Fifteen years later there is still not a definitive answer.
“We don’t have any good data,” Nissen says. In search of that robust scientific data on the risk of these drugs and whether or not the risk varies between these drugs, he and a group of his colleagues have been following 24,000 patients since 2007 in a randomized clinical trial. The study participants are divided into three groups treated with ibuprofen, Celebrex, or naproxen. The patients nor the doctors know who is getting which drug. The Precision trial, as its called, is funded by Pfizer and results are expected next year.
Atlanta internist Dr. Anna Steinberg agrees that the FDA’s warning is too vague. She says doctors already avoid NSAIDs for patients with congestive heart failure or high blood pressure. For patients with no risk, “I am not going to tell them to stop taking these,” she says, adding that alternatives for pain relief other than acetaminophen are limited. She believes the FDA should have waited until it could offer more definitive guidance, saying this creates, “way to much room for mass hysteria.”

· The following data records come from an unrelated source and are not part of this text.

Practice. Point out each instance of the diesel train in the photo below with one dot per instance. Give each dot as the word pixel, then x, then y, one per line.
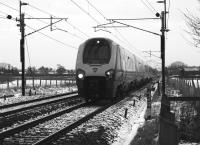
pixel 105 70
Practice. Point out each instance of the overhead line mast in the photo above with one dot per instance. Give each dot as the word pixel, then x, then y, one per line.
pixel 22 30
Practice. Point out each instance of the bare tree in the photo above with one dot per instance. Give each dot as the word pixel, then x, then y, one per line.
pixel 193 23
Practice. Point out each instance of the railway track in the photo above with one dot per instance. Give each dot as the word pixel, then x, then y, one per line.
pixel 35 100
pixel 20 117
pixel 50 127
pixel 11 109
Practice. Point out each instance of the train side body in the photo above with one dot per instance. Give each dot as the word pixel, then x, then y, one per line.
pixel 105 70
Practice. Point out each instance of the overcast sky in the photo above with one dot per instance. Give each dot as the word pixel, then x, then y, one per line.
pixel 49 48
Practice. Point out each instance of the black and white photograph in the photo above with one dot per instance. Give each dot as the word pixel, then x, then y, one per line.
pixel 99 72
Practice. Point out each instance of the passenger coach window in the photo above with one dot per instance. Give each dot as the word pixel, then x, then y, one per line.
pixel 97 51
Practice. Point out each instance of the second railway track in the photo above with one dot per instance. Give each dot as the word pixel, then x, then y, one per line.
pixel 45 129
pixel 18 118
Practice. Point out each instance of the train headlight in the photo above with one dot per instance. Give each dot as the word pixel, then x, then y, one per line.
pixel 80 74
pixel 109 73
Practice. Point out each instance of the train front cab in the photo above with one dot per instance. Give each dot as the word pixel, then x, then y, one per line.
pixel 95 76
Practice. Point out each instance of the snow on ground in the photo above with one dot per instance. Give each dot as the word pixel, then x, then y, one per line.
pixel 40 93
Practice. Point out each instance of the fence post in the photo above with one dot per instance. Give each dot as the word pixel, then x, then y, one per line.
pixel 33 83
pixel 17 83
pixel 40 82
pixel 8 84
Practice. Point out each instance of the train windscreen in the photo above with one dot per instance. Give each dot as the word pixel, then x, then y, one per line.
pixel 97 51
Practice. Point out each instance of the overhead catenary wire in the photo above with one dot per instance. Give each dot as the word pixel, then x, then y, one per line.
pixel 150 9
pixel 54 39
pixel 85 12
pixel 46 12
pixel 33 17
pixel 41 32
pixel 151 6
pixel 27 49
pixel 125 40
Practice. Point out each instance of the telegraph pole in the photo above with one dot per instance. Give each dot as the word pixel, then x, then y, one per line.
pixel 22 52
pixel 22 30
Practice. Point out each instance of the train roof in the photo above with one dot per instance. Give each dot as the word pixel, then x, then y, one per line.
pixel 112 41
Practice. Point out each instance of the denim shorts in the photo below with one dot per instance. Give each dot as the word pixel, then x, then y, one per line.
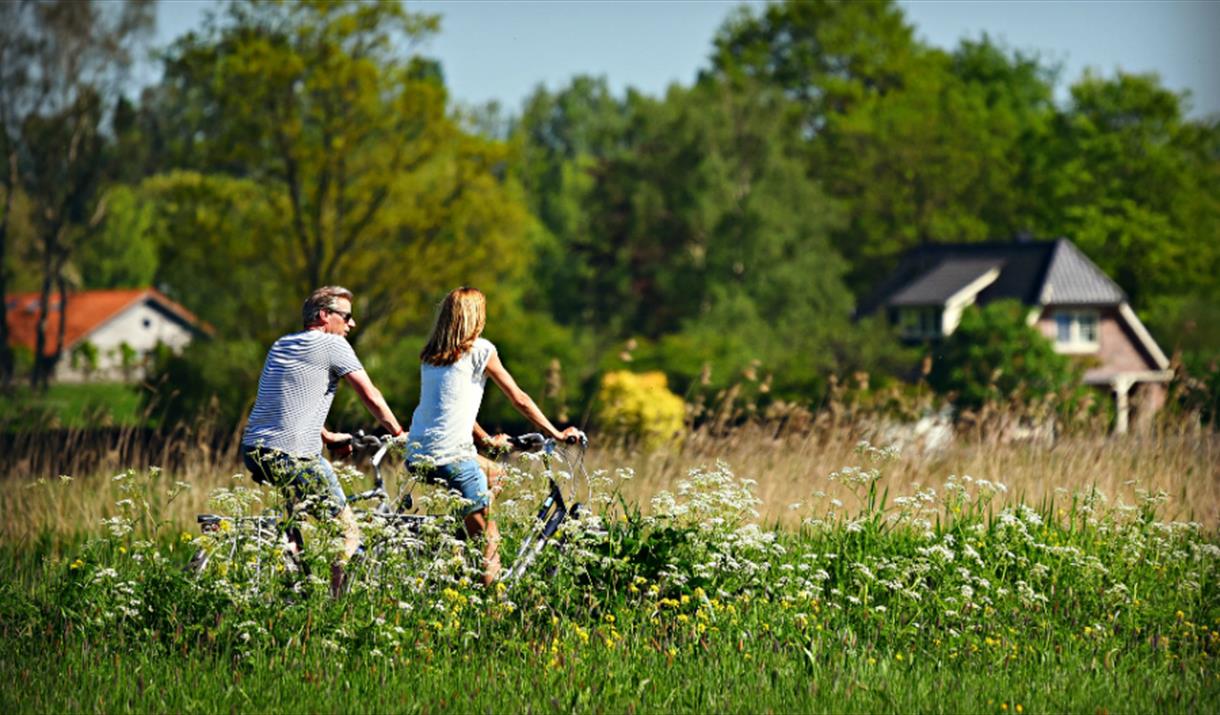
pixel 299 477
pixel 465 477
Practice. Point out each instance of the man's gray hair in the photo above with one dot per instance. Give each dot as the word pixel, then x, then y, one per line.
pixel 320 299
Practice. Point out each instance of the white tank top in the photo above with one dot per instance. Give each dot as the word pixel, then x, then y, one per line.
pixel 449 398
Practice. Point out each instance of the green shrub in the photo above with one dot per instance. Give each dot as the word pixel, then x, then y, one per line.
pixel 996 356
pixel 639 406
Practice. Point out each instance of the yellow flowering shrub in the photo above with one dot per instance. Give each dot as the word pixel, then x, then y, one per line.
pixel 641 406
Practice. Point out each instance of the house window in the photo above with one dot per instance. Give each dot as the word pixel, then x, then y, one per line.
pixel 920 322
pixel 1076 330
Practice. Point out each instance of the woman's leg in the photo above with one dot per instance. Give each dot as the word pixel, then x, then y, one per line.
pixel 493 470
pixel 478 522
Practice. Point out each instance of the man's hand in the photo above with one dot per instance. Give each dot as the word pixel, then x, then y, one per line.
pixel 339 443
pixel 495 443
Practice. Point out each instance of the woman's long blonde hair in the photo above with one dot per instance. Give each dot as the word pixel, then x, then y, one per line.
pixel 460 319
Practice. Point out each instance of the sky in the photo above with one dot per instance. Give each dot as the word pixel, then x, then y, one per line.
pixel 500 50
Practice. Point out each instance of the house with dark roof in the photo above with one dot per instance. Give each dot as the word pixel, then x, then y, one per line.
pixel 118 328
pixel 1071 300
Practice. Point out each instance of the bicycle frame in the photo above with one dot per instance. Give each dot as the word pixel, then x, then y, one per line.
pixel 552 513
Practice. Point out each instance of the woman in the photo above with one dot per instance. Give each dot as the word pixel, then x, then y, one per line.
pixel 455 365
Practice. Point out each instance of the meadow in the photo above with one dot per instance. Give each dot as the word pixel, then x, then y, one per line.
pixel 744 571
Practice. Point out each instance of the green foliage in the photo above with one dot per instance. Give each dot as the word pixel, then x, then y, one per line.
pixel 996 355
pixel 1075 603
pixel 639 406
pixel 312 121
pixel 72 406
pixel 123 251
pixel 214 382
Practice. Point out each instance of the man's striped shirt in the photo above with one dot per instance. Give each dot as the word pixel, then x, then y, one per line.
pixel 295 391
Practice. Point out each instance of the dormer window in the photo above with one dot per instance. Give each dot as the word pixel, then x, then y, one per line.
pixel 1076 331
pixel 920 323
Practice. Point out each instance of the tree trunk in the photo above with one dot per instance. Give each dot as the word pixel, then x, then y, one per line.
pixel 5 350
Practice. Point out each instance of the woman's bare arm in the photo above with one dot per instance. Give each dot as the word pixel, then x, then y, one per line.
pixel 522 402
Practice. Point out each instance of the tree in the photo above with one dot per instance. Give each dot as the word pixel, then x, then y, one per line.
pixel 61 65
pixel 691 215
pixel 342 144
pixel 123 251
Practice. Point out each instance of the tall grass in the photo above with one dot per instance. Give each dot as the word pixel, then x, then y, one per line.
pixel 789 467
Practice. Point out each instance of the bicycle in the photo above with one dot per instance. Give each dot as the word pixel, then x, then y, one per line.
pixel 392 526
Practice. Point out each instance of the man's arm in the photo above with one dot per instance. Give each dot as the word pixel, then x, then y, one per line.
pixel 373 400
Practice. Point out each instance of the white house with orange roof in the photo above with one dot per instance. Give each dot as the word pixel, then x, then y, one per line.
pixel 118 328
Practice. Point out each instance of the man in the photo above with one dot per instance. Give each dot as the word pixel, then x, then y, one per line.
pixel 283 438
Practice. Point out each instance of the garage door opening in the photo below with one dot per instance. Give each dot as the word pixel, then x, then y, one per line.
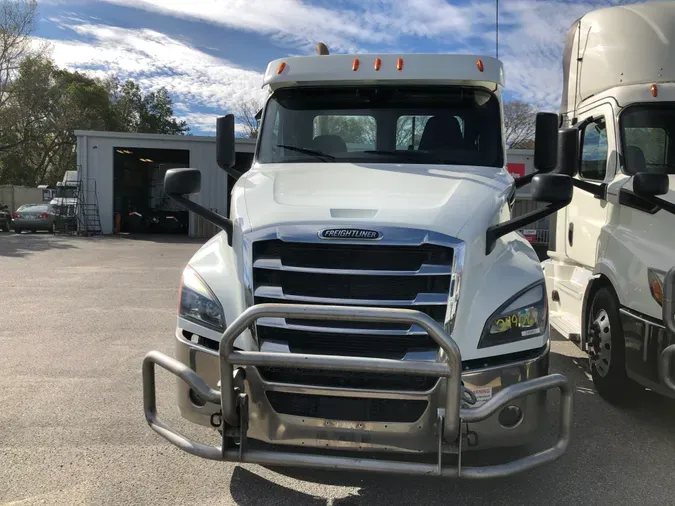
pixel 138 186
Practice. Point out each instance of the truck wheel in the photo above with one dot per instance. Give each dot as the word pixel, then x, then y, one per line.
pixel 606 349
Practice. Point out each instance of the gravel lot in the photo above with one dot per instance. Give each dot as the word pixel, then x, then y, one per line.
pixel 77 315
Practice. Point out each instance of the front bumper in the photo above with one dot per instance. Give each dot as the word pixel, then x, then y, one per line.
pixel 242 408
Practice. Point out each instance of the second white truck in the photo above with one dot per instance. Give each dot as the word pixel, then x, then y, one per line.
pixel 369 305
pixel 611 271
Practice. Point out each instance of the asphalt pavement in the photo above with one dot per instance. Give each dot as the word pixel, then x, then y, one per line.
pixel 77 315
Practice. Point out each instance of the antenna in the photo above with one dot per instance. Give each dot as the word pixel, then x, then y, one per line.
pixel 497 28
pixel 322 49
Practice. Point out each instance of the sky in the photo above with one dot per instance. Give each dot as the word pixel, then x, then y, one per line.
pixel 211 54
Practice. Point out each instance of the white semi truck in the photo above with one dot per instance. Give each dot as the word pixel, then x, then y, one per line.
pixel 610 275
pixel 370 294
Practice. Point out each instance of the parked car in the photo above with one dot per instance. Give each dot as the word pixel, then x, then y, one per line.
pixel 5 218
pixel 34 217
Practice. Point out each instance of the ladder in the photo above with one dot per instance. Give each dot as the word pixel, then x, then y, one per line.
pixel 88 218
pixel 77 213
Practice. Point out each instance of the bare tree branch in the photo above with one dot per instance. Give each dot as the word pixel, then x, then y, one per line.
pixel 519 124
pixel 244 113
pixel 17 22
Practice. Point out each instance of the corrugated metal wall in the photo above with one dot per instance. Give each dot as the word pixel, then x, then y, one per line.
pixel 95 160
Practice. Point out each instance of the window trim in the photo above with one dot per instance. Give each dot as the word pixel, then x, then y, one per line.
pixel 601 118
pixel 491 92
pixel 622 139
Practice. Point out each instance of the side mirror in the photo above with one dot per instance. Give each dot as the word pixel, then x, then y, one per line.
pixel 649 184
pixel 568 152
pixel 182 181
pixel 225 152
pixel 552 188
pixel 546 141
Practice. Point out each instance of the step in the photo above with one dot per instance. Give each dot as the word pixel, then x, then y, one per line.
pixel 566 325
pixel 572 289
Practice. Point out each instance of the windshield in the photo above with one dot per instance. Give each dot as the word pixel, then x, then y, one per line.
pixel 382 124
pixel 646 132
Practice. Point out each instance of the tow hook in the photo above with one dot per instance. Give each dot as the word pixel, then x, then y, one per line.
pixel 471 437
pixel 216 419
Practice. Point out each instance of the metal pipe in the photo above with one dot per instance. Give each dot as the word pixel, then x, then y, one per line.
pixel 669 301
pixel 512 392
pixel 667 374
pixel 343 313
pixel 267 457
pixel 337 363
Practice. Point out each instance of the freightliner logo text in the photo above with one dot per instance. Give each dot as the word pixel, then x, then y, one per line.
pixel 349 233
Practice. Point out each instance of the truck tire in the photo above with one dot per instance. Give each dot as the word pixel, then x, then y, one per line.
pixel 606 349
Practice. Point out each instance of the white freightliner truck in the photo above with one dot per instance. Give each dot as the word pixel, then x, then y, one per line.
pixel 370 293
pixel 610 275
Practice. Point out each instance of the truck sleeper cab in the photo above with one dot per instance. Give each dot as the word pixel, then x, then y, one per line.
pixel 369 293
pixel 607 274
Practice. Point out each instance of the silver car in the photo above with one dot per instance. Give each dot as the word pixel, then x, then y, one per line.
pixel 34 217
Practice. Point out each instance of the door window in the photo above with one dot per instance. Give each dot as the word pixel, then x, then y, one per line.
pixel 594 151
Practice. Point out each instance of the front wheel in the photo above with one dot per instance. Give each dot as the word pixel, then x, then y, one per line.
pixel 606 349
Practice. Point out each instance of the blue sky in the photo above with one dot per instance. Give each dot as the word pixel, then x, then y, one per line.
pixel 210 54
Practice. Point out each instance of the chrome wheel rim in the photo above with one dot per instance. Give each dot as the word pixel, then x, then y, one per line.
pixel 600 350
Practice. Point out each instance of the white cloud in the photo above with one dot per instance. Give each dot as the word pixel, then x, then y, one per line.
pixel 194 79
pixel 531 39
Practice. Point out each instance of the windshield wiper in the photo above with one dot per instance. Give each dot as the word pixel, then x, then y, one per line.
pixel 407 155
pixel 318 154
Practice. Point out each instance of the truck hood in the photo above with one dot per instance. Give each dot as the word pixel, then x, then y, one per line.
pixel 435 197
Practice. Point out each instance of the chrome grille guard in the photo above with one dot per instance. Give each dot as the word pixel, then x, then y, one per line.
pixel 234 406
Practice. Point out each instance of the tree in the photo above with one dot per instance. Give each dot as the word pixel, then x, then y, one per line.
pixel 134 112
pixel 17 22
pixel 46 105
pixel 519 124
pixel 245 112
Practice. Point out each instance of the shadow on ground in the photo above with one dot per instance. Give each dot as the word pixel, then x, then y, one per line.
pixel 161 238
pixel 24 244
pixel 592 452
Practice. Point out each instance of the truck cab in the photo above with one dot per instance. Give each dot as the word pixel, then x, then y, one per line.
pixel 369 291
pixel 608 270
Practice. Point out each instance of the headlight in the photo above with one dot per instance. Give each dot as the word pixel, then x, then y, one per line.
pixel 197 302
pixel 655 279
pixel 524 316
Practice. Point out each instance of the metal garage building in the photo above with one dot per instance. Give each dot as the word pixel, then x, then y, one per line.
pixel 101 154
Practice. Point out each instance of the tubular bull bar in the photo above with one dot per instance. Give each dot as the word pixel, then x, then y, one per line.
pixel 234 406
pixel 667 355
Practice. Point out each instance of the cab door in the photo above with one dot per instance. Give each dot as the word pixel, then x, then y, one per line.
pixel 587 214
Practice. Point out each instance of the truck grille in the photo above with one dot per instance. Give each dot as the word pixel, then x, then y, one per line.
pixel 413 277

In the meantime, Nissen says the best advice for patients is “take these at the lowest dosages for the least amount of time that relieves symptoms.” He says people should not be afraid to take ibuprofen but if you have heart disease you should be more cautious.
The FDA advises patients who experience shortness of breath, chest pain, sudden numbness or weakness, or sudden slurred speech to seek immediate medical attention. Other side effects should be reported to the agency.